Ever since I googled “Kickstarter” and backed Camelot Unchained a few years ago I’ve been asking myself what kind of relationship I purchased. Some would say any relationship you have to buy is a bad one. Others would say there are few relationships in this world not based on resources. I tend to agree with the later. That question still taunts me because I’ve never been able to dispatch it. With Beta approaching I find myself exactly where I was back then. If anything, as if often the case with CU, my original question has grown many others!

How much influence should dedicated fans have over a game? Does that change if it’s a crowd funded game? If so, how? Based on the tier you buy or the loyalty you show? How much do we expect from developers? How much do developers expect from backers? Should we even have any say in the game’s design? Are we a tool? A resource? A help? A hindrance? All of the above and more?

Keyboard warriors, of which I include myself, are the frequent customer of the modern world. You are loyal to them because they are loyal to you but some days you wonder why they don’t have anything better to do. Other days you wish they would just go away because you have work to do and you don’t have time for a 30-minute conversation on left or­ right click being reversed based on “dominant” finger clicking speed. (Flashes back to “hanging out” at the local game store-yes kids, we used to have a special store for the trading, buying and selling of games.) It’s not always frustrating. When you are sad they are always willing to pick you up. If you ever needed anything, they would try to help you. They respect you and hope you respect them as well. Maybe, like all relationships, it consists of banes and boons!

Let take a stab at some of those questions. Can a frequent customer eventually develop enough understanding of your business to offer up quality suggestions? Sure, depending on the customer. How much influence should keyboard warriors have over a crowd funded game? As much as was promised. If it wasn’t defined, then good luck. How much do they expect? All of it and more! Unquestionably! How much do developers expect them to have? The smart ones, as little as possible! Unquestionably!

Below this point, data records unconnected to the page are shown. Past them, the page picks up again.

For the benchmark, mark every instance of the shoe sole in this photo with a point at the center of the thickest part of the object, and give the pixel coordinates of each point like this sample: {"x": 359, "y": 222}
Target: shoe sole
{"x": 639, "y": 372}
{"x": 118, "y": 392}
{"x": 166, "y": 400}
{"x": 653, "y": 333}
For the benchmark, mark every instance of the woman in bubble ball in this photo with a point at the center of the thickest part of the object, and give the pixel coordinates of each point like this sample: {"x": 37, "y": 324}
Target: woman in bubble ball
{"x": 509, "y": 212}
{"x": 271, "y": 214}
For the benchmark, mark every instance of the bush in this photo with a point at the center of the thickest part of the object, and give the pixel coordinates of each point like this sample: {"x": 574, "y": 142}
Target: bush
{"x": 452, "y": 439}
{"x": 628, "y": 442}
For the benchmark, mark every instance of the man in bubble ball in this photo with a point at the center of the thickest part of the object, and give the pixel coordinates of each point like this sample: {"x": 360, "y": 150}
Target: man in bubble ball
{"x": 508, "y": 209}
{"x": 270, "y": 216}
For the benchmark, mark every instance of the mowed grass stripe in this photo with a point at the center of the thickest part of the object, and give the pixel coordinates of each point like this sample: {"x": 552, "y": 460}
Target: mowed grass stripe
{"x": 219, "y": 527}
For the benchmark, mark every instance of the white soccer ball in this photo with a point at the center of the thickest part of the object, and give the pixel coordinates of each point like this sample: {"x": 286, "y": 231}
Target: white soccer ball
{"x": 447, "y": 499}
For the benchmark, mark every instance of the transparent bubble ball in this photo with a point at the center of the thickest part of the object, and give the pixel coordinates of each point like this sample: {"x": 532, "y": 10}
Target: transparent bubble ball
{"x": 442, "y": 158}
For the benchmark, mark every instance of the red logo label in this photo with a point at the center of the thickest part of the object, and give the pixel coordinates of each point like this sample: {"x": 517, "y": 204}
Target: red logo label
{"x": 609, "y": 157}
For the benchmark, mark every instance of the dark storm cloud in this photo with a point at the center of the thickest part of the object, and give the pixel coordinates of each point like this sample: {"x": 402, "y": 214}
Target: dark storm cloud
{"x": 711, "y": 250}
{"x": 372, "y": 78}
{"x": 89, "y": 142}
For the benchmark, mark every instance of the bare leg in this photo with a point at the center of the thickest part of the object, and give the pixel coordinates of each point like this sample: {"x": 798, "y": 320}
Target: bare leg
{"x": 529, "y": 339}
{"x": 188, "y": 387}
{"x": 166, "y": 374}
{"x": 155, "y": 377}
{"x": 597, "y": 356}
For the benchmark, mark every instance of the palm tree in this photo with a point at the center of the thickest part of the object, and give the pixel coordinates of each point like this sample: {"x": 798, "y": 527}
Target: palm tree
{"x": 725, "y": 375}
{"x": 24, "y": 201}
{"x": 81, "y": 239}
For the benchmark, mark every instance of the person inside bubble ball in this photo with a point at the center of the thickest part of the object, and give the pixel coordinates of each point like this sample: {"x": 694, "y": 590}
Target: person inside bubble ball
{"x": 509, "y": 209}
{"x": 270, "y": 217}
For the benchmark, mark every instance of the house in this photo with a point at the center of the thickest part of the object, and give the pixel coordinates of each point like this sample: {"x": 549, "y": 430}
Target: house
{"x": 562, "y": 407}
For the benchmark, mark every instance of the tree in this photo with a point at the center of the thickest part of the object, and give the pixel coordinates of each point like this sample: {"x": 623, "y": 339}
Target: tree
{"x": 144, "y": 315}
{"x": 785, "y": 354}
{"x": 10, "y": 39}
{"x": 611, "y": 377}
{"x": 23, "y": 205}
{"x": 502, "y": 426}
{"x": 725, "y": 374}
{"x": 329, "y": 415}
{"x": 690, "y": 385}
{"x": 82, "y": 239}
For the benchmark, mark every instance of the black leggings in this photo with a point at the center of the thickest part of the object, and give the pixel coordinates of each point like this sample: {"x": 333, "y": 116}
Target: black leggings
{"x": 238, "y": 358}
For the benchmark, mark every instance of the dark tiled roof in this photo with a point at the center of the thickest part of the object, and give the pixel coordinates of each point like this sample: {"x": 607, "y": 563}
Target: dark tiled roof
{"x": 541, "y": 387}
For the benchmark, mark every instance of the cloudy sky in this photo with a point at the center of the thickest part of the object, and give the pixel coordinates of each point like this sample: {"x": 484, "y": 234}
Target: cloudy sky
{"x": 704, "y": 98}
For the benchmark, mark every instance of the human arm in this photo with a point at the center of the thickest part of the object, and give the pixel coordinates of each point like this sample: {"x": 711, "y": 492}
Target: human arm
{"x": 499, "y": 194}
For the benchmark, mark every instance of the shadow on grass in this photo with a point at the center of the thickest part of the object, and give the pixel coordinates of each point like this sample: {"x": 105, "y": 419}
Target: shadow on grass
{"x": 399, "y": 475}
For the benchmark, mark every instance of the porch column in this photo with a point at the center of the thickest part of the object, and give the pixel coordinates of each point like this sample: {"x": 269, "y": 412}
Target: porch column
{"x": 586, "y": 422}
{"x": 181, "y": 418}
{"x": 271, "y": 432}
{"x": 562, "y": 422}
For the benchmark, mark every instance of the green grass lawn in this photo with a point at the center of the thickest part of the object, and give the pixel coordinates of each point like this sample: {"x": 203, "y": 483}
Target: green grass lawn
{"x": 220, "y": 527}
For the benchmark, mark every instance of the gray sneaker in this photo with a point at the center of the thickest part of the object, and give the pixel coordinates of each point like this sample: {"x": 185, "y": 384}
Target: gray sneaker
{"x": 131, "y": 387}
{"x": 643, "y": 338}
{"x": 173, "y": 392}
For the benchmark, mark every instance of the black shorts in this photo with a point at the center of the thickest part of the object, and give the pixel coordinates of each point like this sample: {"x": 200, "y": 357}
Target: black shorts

Are they a tool? At times. A helpful resource? Definitely. A hindrance? Of course. A shoulder to lean on? You bet. All of that and more!

I’m not sure if any of this made sense. I don’t think I really answered any of my questions. In fact, the longer this process goes the less confident I am that I ever will! People and especially MMORPGers (that means players and developers because I hear a few of them are even real live people) tend to like putting things in perfect little boxes with shiny plastic labels. Unfortunately, relationships aren’t an organized box, they are a big pile of chaotic muck that we trudge through trying not to trip and get a face full of goo! The relationships of crowd funded games and their fans are incredibly complex, so much so that its seemingly undefinable! Maybe that’s exactly how to define it?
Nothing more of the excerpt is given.